When Tom Krebsbach called to have some shrubs removed, it was another reminder that I live here, in Lake Wobegone. It is both a real and unreal place. A local monk who grew up in Northern Minnesota said to me that when he first heard Garrison Keillor’s schtick, he said, “Who thinks this is funny? These are just ordinary stories of stuff that happens all the time. Who wants to hear this?”
Tom and his wife, the lovely and kind Helen (Pfannenstein) Krebsbach, recently sold their house and were packing up to move into a smaller house being built by Collegeville Properties. I pass it nearly every day and have looked forward to having them as nearer neighbors. When Tom called, he’d say, “I know Steve is busy, don’t bother him– just tell him to call when he gets a chance.”
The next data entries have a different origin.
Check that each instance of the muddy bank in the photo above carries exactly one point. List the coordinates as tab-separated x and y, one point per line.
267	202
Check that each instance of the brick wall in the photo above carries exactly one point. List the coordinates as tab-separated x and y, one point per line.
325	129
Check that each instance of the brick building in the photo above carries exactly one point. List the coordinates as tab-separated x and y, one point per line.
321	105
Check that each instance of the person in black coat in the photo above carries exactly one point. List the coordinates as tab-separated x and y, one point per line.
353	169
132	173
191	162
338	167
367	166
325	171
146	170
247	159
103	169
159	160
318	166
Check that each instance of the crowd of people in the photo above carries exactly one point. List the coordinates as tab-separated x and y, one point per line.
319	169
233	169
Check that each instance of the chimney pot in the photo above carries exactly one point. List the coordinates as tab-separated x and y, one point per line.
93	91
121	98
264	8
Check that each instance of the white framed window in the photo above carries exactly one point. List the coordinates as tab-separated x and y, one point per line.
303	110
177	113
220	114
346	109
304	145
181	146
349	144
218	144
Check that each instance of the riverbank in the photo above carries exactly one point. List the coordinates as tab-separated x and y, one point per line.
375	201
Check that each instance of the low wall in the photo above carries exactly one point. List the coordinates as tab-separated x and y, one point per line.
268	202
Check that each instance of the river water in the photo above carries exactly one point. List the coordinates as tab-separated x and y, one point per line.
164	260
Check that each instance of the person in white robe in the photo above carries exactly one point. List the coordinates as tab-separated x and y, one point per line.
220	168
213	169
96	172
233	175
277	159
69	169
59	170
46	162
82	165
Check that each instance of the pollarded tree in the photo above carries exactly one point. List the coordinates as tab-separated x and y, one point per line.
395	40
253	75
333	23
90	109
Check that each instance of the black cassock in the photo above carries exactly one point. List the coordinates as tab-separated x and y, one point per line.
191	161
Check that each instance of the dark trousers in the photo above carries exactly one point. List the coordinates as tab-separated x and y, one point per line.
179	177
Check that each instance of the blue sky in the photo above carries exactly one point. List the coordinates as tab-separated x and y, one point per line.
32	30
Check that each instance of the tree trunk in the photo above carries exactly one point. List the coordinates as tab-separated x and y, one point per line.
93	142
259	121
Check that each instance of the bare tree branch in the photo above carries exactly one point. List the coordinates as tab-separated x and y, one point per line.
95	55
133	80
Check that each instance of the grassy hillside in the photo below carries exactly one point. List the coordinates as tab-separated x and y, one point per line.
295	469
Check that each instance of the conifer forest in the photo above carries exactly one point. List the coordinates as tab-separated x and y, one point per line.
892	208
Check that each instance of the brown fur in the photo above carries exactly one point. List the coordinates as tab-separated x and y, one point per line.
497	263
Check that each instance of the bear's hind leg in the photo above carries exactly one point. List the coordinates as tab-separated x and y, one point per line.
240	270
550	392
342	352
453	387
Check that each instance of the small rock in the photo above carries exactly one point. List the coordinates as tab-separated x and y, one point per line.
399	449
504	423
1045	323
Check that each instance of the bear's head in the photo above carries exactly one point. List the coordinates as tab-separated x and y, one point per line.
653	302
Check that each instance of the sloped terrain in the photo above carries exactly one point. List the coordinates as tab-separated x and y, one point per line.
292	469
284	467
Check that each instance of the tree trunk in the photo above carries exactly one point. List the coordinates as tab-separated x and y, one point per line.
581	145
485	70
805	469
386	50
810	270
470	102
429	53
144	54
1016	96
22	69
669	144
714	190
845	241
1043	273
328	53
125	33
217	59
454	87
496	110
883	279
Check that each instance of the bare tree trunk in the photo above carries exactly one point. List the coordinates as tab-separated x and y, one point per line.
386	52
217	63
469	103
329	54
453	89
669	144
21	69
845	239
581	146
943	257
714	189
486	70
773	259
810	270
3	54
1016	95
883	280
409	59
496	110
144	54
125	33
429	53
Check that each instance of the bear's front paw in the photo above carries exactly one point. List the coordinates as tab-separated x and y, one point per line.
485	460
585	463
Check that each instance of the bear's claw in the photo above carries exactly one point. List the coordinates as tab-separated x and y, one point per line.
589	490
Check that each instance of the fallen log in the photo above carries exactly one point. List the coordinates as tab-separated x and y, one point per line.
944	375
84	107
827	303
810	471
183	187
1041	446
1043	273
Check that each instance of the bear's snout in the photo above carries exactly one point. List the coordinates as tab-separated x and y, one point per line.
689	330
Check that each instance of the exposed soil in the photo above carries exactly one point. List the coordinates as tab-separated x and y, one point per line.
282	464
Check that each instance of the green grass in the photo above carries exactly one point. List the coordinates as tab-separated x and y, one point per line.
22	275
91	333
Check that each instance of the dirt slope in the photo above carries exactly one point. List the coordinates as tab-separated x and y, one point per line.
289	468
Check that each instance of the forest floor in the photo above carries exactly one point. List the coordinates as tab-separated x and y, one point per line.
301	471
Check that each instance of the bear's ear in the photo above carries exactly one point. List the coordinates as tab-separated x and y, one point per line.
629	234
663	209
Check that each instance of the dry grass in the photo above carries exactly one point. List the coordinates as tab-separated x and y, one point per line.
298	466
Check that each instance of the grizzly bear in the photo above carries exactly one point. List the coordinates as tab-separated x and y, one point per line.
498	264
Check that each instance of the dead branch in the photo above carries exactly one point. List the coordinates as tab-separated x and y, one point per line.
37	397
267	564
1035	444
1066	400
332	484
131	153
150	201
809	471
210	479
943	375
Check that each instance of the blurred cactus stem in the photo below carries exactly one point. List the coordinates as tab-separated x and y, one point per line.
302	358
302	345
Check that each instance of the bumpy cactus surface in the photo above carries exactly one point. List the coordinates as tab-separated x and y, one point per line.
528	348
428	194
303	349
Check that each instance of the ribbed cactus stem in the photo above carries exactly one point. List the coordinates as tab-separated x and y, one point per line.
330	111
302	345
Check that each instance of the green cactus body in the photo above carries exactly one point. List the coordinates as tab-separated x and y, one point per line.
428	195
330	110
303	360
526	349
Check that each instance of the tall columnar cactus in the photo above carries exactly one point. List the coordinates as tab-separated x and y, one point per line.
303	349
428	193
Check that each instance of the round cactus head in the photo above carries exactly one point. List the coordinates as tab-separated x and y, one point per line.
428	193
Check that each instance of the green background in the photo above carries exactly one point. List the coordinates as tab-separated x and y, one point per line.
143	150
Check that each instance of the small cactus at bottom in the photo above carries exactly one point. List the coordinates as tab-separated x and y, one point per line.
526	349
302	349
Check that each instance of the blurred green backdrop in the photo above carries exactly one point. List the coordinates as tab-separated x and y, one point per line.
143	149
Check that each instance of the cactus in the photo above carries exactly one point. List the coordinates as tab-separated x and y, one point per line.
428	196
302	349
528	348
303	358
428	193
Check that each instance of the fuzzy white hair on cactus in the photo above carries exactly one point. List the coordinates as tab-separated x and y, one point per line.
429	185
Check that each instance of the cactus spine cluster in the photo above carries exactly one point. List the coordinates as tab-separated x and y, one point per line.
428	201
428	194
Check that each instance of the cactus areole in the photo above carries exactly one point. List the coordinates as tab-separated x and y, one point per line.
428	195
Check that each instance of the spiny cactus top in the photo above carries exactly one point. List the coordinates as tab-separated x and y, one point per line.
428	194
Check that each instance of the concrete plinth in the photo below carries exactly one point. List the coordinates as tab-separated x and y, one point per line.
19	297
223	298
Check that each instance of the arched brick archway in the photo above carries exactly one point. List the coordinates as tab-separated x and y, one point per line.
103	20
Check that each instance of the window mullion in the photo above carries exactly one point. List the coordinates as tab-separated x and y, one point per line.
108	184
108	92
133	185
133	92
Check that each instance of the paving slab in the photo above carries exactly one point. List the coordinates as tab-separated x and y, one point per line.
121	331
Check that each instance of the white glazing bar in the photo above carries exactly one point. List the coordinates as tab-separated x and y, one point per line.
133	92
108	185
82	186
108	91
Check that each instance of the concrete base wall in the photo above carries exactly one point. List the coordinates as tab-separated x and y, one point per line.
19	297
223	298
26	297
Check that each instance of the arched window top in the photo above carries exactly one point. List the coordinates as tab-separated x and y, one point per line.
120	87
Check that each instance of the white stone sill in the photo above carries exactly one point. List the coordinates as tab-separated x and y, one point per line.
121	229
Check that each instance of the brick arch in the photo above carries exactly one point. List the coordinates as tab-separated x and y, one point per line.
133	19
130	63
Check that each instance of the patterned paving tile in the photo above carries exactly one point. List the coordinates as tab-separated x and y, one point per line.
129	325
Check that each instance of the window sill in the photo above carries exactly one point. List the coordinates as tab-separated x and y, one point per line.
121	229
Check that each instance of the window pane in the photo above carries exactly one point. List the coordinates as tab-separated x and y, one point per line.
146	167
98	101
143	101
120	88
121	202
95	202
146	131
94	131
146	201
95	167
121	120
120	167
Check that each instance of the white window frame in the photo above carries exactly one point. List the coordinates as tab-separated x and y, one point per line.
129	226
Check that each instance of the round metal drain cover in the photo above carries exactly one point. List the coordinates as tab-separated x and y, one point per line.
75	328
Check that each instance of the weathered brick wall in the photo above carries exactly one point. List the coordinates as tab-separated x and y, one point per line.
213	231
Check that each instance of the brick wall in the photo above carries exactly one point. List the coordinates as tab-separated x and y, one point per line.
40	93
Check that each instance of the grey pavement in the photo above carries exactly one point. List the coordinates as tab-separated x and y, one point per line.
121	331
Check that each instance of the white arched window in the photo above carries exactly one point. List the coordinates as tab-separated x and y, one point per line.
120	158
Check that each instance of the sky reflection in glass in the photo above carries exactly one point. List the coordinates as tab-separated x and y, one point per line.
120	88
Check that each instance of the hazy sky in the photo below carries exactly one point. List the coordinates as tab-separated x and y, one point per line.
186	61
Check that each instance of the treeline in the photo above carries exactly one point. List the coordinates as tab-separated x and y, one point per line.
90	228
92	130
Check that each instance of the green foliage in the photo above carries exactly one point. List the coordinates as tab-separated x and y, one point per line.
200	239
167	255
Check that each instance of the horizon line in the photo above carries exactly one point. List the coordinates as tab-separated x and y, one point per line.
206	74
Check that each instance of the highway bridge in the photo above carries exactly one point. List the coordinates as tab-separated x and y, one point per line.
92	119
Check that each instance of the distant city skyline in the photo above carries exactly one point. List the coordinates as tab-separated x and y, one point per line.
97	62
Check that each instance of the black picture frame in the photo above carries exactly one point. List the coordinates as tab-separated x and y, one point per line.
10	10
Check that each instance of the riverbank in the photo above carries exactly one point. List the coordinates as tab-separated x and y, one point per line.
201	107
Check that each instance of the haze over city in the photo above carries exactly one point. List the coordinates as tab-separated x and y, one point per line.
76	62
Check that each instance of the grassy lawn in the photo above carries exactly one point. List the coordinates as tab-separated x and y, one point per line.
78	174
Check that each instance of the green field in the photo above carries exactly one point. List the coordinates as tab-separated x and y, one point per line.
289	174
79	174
I learn people’s names and identities slowly. There are a few couples and individuals I know to wave to as they walk their dogs or admire their lawns and homes when I drive by. Usually they are attached to a landscaping story. I’m trying to build out my sense of community, even as it constantly changes and shifts.
Today in church we heard that Tom Krebsbach died yesterday. His funeral is on Tuesday morning. Although he was 80, it is sudden and very sad. Reading his obituary I learned that he graduated from Cathedral High School and after St. John’s University he signed with the New York Yankees. He played minor league ball with the Joplin Miners and served in the army in the 1950s, stationed in Germany.
Driving home, we were so sad for Helen, and admired the windows of the new house. Then Steve remarked that the same thing happened to Nelda, a woman in our neighborhood. Her husband died shortly before they were to move into their newly built house in the Graceview Estates subdivision. We love Nelda, who is all joy and goodness. She walks her little dogs, one of whom usually rides in a stroller, and her landscaping is quite nice, her gardens welcoming and bright.